Road to rebuilding begins with true price competition
A landmark case is aimed at alleged cartel conduct in the building industry.
As Scott Morrison put it recently, our comeback has begun. As we rebuild and recover from the economic fallout of the pandemic, with a focus on infrastructure, there will be a construction industry bonanza.
There is so much public money at stake here that now, more than ever, we must unwind the industry cartels. It is impossible to overstate the importance of this task.
This is not to say things in this country should be built unsafely or using slave labour. We have health and safety laws that must be observed, and legislation governing pay and conditions. Dodgy operators who try to abuse their staff, put them at risk or rip them off should be driven out of the sector.
Having said that, we must end the rampant rip-offs and establish a genuine market with price competition between operators instead of price collusion. We must eliminate the widespread and routine price fixing that the industry has long used as its standard operating platform.
To give a general example, price fixing occurs because our largest building firms, as principal contractors on a project, and the unions they deal with make agreements between themselves. These agreements are then dropped on the desks of all the subcontractors who want to work on the projects, by the unions. To work on the project, they must be signed, and these demands are enforced by both unions and head contractors.
In the face of endemic and entrenched collusion between employers and unions, remedies by governments, including building codes, have been skirted. Further, the Fair Work Commission has been proven to have no remit. All our hopes for resolution now rest on the shoulders of Rod Sims and his team at the Australian Competition & Consumer Commission, and in February next year a landmark case begins.
The case is the ACCC’s first foray into the field. It was originally announced in August 2018, and first set down for committal hearing last June, but it was delayed by the pandemic.
For the ACCC, this new area of interest was sparked late in 2017. In the wake of the Heydon Royal Commission into Trade Union Governance and Corruption, it became apparent just how the enterprising bargaining system is used as the principal tool to achieve, organise and enforce price-fixing arrangements. Enterprise bargaining agreements are the hard currency traded within the cartels.
A specialist team was formed, called the commercial construction unit. The CCU sits within the enforcement division, and co-ordinates and contributes to a joint police taskforce within the Australian Federal Police.

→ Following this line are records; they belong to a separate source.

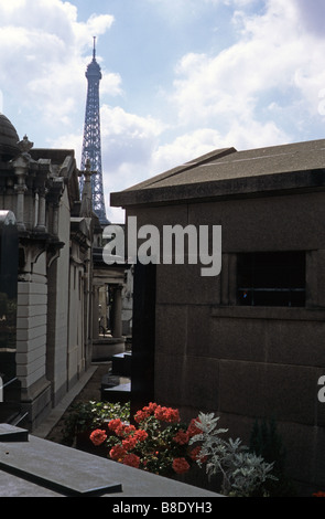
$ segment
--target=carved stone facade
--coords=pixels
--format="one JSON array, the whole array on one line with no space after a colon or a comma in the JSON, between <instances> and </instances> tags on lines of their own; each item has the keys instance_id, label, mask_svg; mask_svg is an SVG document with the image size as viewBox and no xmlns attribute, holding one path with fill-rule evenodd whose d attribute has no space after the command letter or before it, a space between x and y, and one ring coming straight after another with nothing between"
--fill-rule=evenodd
<instances>
[{"instance_id":1,"label":"carved stone facade","mask_svg":"<svg viewBox=\"0 0 325 519\"><path fill-rule=\"evenodd\" d=\"M0 114L0 210L14 214L19 236L15 373L31 430L91 361L93 243L101 229L87 189L80 201L79 174L74 151L20 141Z\"/></svg>"}]
</instances>

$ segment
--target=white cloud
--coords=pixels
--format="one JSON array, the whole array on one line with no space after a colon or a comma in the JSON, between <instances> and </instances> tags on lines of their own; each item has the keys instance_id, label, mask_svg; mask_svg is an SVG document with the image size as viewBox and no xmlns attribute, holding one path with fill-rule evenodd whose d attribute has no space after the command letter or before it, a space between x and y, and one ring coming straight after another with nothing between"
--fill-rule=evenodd
<instances>
[{"instance_id":1,"label":"white cloud","mask_svg":"<svg viewBox=\"0 0 325 519\"><path fill-rule=\"evenodd\" d=\"M112 24L109 14L78 22L77 8L61 0L0 0L0 88L7 100L20 99L31 120L50 127L72 127L84 106L85 76L93 34ZM90 36L89 36L90 34ZM89 56L83 53L89 50ZM104 93L120 93L118 74L102 71Z\"/></svg>"},{"instance_id":2,"label":"white cloud","mask_svg":"<svg viewBox=\"0 0 325 519\"><path fill-rule=\"evenodd\" d=\"M188 53L178 62L170 98L180 126L212 127L247 147L292 138L295 128L281 126L281 109L296 125L317 115L325 40L304 25L294 0L269 0L266 7L262 14L235 13L238 41L228 49ZM279 119L268 109L275 99Z\"/></svg>"}]
</instances>

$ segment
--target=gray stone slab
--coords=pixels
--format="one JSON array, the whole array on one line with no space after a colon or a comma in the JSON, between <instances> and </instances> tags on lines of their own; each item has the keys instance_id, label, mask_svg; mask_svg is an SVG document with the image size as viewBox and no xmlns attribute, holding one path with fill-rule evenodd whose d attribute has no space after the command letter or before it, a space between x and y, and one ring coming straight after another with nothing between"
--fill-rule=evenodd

The CCU investigates cartel conduct, manages the cartel immunity policy and process, takes civil proceedings in the Federal Court in respect of alleged cartel conduct, and refers serious cartel conduct to the Commonwealth Director of Public Prosecutions for consideration for prosecution.
The CCU keeps a low profile, but it made contact early with major builders and industry groups. Private and specialist channels were set up for whistleblower contact, communication, support and data transfer. An anonymous reporting portal allows members of the public to report and communicate with an investigator about anti-competitive practices.
By August 2018, criminal charges in relation to alleged cartel conduct were laid against the Construction Forestry Maritime Mining and Energy Union and its ACT divisional branch secretary, Jason O’Mara.
“The CFMMEU and Mr O’Mara are each charged with attempting to induce suppliers of steel-fixing services and scaffolding services to reach cartel contracts, arrangements or understandings containing cartel provisions in relation to services provided to builders in the ACT in 2012 to 2013,” Sims said. Of course it’s up to the jury or judge to decide whether the CFMEU and O’Mara are guilty or innocent in this particular case.
The ACCC chairman is unable to comment further on the case, as this is a criminal matter now before the court.
However, divisional national secretary Dave Noonan is quoted in an industrial relations industry trades journal as saying the union will vigorously defend the charges.
“The allegations against Jason O’Mara in substance are nothing more than him trying to get a pay rise for workers, and that’s what union officials do.
“This is a disgraceful use of cartel powers by the ACCC and increasingly we see bodies like the ACCC and the federal police politicised by a federal government that directs funding into anti-union campaigns by these bodies.”
Noonan said a conviction of O’Mara “would be a very serious blow to the right of workers to negotiate enterprise agreements through their unions”.
A construction industry insider told me this week, about cartel conduct generally, that “the unions aren’t stupid. They know that what they want to charge employers for labour is so wildly above the market that the only way the employer can survive it is if wide spread price fixing occurs.”
If everyone on a project agrees to observe the “level playing field” of pay and conditions, as written into an enterprise agreement, then they prosper as a collective and pass the cost on to the end client.
“Put yourself in a small-business owner’s shoes here,” he said. “They know it’s not right, but it feels like there is no choice. If they do the right thing, they will be locked out of work and driven into the ground.”
Next year, as the case unfolds, we must watch it closely. We cannot give up trying to beat these cartels as their business model is emulated in other sectors, including mining, maritime and even communications.
The ACCC is compelled then to put every ounce of effort, determination and staying power into its objective. It must never give up, and the federal government must do everything possible to fund and support its work.